The helmet was now useless. It was a cap of bull's hide, and the leather had shrunk and warped under the kisses of the blue flame. Samlor tossed it aside, less regretful than was the prince whose eyes were for the moment his eyes. It hadn't been an impressive piece of battle armor to the caravan master anyway; though Heqt alone knew what would be useful against the worm.
The shield was a solid piece, though of unfamiliar construction. The back reinforcement of thin boards had cracked, but its metal rim continued to stretch the facing of thick crocodile hide firmly in place. The bony scutes weren't quite as effective as metal, but Samlor was glad to heft the shield by its bronze handgrip and measure the worm again over the rim.
Instead of a sword, he had an axe with a thick crescent blade, pinned to the shaft at both horns as well as in the center. The blade was a foot long across the horns, almost half the total length of the weapon. It didn't balance as well as a sword of the length and weight, nor did it have the penetration of a narrow-bladed axe which concentrated its impact on an edge a few fingers broad. It would have to do.

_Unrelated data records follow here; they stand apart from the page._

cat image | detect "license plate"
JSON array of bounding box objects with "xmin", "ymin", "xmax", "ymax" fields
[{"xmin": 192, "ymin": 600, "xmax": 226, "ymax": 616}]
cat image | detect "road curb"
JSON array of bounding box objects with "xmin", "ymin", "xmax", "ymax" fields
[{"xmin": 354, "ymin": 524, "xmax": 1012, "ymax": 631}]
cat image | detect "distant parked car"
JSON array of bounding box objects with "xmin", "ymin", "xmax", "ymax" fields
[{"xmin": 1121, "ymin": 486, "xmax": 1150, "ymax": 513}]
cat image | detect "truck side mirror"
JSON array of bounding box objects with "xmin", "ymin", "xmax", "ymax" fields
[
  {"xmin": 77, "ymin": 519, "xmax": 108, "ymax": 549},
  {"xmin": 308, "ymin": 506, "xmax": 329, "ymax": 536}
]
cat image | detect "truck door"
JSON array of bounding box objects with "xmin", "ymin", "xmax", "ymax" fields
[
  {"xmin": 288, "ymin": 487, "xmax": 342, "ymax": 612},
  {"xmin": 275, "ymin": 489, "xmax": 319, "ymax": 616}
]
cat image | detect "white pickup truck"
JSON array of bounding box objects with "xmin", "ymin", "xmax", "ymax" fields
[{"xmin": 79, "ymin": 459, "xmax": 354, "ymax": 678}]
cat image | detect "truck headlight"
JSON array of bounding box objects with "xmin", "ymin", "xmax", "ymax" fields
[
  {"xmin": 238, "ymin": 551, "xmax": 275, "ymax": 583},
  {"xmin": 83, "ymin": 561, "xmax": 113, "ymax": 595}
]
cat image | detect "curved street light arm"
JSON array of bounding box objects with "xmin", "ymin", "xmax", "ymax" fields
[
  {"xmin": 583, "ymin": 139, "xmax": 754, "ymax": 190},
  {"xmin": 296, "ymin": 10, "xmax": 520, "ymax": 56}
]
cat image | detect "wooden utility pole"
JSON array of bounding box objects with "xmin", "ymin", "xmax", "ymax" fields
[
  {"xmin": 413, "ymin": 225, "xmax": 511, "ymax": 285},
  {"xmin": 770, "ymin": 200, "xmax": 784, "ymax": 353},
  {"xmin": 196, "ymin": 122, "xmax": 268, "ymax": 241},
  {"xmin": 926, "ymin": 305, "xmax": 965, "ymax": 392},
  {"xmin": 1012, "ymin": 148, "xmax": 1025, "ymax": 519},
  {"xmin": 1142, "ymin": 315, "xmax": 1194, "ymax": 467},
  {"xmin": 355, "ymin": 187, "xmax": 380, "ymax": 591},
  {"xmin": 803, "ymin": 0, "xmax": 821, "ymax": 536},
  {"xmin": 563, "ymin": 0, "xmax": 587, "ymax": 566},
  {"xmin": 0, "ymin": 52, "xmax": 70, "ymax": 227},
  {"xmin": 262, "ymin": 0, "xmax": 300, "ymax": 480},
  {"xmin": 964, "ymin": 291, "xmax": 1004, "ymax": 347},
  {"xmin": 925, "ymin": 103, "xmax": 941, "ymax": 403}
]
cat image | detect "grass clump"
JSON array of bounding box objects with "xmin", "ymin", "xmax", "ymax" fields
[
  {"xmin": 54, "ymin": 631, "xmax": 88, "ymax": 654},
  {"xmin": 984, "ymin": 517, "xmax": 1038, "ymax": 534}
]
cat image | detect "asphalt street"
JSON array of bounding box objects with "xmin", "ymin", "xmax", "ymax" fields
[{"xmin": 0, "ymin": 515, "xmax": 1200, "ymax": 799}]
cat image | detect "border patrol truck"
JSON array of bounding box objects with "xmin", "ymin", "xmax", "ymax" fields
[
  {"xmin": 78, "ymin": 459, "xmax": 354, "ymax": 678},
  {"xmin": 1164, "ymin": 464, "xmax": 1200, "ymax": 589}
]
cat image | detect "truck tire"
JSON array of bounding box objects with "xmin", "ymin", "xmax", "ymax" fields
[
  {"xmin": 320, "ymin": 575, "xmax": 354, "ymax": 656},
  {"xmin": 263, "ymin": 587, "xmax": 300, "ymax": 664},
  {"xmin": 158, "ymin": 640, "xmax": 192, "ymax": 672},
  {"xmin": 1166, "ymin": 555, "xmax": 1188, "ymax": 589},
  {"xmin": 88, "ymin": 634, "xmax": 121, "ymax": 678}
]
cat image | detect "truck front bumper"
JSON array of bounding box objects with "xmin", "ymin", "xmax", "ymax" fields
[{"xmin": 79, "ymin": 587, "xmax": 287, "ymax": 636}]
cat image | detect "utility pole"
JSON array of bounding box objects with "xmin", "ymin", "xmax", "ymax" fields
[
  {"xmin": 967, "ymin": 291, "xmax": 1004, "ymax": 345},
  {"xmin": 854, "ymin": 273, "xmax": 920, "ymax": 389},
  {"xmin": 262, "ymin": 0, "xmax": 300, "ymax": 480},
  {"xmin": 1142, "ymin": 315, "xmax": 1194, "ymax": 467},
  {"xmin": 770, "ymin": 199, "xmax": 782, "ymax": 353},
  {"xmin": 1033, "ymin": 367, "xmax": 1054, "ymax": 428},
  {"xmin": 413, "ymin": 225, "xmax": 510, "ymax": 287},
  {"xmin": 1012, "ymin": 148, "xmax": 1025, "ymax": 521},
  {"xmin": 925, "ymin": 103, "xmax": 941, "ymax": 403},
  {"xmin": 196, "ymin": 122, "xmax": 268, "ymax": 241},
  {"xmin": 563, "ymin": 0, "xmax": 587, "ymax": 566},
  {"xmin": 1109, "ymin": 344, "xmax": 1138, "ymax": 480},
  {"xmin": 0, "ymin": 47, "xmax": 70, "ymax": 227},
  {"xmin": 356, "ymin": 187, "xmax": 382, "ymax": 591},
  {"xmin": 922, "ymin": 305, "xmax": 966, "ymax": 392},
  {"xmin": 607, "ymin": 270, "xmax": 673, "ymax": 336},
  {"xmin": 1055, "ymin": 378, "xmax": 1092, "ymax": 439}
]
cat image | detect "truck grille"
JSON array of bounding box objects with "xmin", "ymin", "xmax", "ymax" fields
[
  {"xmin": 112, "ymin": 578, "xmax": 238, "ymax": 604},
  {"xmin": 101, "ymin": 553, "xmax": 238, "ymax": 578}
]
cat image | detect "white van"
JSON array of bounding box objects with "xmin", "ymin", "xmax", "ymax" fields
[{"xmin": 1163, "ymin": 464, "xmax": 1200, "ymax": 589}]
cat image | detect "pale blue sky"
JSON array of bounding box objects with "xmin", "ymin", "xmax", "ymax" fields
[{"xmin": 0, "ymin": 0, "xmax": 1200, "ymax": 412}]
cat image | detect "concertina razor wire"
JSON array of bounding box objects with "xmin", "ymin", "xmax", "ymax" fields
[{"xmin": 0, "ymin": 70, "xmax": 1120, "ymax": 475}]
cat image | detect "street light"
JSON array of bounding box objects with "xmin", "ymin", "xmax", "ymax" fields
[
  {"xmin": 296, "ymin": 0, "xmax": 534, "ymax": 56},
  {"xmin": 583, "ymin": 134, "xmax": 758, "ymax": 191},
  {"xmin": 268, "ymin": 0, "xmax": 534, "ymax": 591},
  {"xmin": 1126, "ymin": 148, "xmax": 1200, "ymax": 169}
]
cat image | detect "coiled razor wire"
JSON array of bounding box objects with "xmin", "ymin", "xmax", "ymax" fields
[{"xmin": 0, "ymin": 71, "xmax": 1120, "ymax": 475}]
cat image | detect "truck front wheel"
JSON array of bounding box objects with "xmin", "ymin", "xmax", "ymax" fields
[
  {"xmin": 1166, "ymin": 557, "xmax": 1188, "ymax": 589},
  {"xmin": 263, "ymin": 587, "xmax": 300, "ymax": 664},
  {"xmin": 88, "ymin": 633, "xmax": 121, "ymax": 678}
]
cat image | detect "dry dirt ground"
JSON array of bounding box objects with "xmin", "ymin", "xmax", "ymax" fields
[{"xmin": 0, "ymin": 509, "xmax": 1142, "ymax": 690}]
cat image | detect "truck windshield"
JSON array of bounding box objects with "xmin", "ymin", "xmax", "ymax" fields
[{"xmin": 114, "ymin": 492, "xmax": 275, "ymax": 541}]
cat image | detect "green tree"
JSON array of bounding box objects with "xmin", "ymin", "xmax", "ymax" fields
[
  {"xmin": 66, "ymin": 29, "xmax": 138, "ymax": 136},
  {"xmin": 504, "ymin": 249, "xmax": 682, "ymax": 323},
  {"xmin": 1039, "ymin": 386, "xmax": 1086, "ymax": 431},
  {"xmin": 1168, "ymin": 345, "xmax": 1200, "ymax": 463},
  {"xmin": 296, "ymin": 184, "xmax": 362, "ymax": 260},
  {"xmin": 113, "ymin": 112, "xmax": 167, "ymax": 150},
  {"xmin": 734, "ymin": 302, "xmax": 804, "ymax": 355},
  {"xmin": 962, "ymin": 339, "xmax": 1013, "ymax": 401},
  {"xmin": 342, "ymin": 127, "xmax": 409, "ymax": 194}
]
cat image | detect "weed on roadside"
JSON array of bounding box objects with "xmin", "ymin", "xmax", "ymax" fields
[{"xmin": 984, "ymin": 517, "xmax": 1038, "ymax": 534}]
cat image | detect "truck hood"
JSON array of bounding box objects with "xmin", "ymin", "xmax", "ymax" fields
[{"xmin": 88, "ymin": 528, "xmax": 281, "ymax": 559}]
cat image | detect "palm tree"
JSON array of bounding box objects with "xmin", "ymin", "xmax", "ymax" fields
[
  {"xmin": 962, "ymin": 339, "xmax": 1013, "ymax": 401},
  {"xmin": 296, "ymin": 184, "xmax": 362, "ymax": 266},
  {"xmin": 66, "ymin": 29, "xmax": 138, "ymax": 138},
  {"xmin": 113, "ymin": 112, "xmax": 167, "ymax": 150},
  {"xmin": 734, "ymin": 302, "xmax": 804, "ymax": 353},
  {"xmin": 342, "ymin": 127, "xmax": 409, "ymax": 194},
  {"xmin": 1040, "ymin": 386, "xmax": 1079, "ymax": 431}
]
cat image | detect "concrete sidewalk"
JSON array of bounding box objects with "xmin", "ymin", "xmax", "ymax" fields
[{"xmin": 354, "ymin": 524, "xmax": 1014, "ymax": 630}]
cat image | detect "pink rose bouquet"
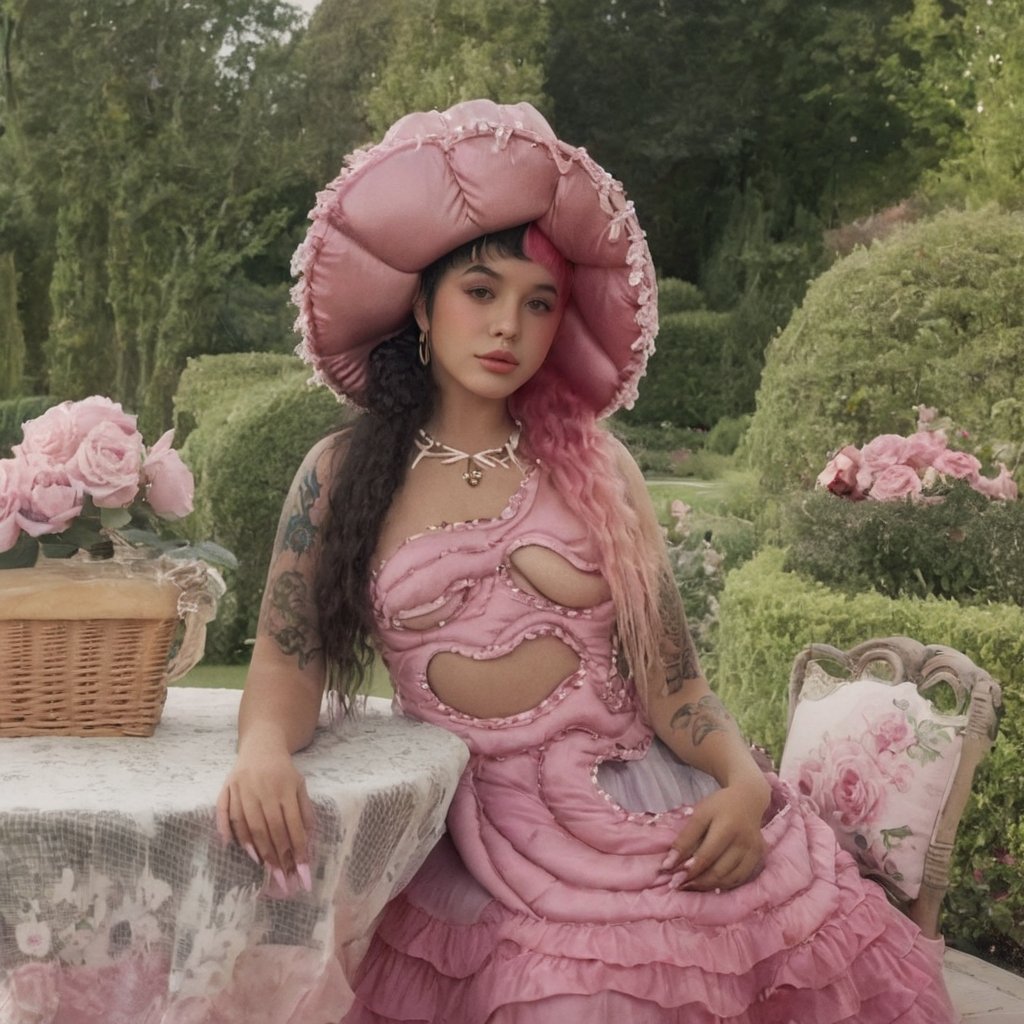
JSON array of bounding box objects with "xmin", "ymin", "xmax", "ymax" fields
[
  {"xmin": 817, "ymin": 410, "xmax": 1017, "ymax": 502},
  {"xmin": 0, "ymin": 395, "xmax": 216, "ymax": 568}
]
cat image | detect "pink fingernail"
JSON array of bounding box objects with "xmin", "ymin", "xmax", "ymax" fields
[{"xmin": 662, "ymin": 850, "xmax": 682, "ymax": 871}]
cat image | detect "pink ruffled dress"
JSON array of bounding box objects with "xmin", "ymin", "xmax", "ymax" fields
[{"xmin": 345, "ymin": 469, "xmax": 957, "ymax": 1024}]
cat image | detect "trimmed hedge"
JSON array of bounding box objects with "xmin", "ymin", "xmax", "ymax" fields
[
  {"xmin": 174, "ymin": 353, "xmax": 346, "ymax": 663},
  {"xmin": 708, "ymin": 548, "xmax": 1024, "ymax": 948},
  {"xmin": 782, "ymin": 480, "xmax": 1024, "ymax": 606},
  {"xmin": 744, "ymin": 209, "xmax": 1024, "ymax": 496}
]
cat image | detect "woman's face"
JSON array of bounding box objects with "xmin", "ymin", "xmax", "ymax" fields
[{"xmin": 415, "ymin": 252, "xmax": 564, "ymax": 399}]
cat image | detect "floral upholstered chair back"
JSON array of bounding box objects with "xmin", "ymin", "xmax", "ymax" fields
[{"xmin": 779, "ymin": 637, "xmax": 1001, "ymax": 936}]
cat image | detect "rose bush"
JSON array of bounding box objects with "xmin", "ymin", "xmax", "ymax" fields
[
  {"xmin": 0, "ymin": 395, "xmax": 232, "ymax": 568},
  {"xmin": 817, "ymin": 407, "xmax": 1018, "ymax": 502}
]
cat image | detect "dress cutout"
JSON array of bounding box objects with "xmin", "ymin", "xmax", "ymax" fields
[{"xmin": 345, "ymin": 469, "xmax": 956, "ymax": 1024}]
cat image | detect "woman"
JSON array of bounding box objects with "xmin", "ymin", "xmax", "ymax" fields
[{"xmin": 219, "ymin": 100, "xmax": 954, "ymax": 1024}]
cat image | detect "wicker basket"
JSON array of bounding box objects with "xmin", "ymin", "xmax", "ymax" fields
[{"xmin": 0, "ymin": 559, "xmax": 221, "ymax": 736}]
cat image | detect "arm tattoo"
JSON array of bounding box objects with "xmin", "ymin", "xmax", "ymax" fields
[
  {"xmin": 658, "ymin": 570, "xmax": 700, "ymax": 693},
  {"xmin": 265, "ymin": 570, "xmax": 321, "ymax": 669},
  {"xmin": 670, "ymin": 693, "xmax": 732, "ymax": 746},
  {"xmin": 281, "ymin": 468, "xmax": 321, "ymax": 555}
]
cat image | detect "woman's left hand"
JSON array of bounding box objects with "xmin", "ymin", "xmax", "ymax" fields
[{"xmin": 662, "ymin": 775, "xmax": 771, "ymax": 892}]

Or not, as the case might be.
The painted leather over the wooden daggersheath had emerged black and tattered from the tunnel, but it and the belt to which it was fastened would serve. Samlor slid the blade out to check it and be sure that the warped sheath wasn't binding.
The watered steel blade would have brought a curse to his lips-if the lips had not been for Nanefer to rule.
Well, it was a good dagger, thought Samlor as his body buckled the belt around its bare waist and felt its tender skin protest at the feel of seared leather. Tunics would never have survived the tunnel, though he would trade the shield now for a simple linen kirtle. The fact of being clothed might help him more than the shield's physical protection.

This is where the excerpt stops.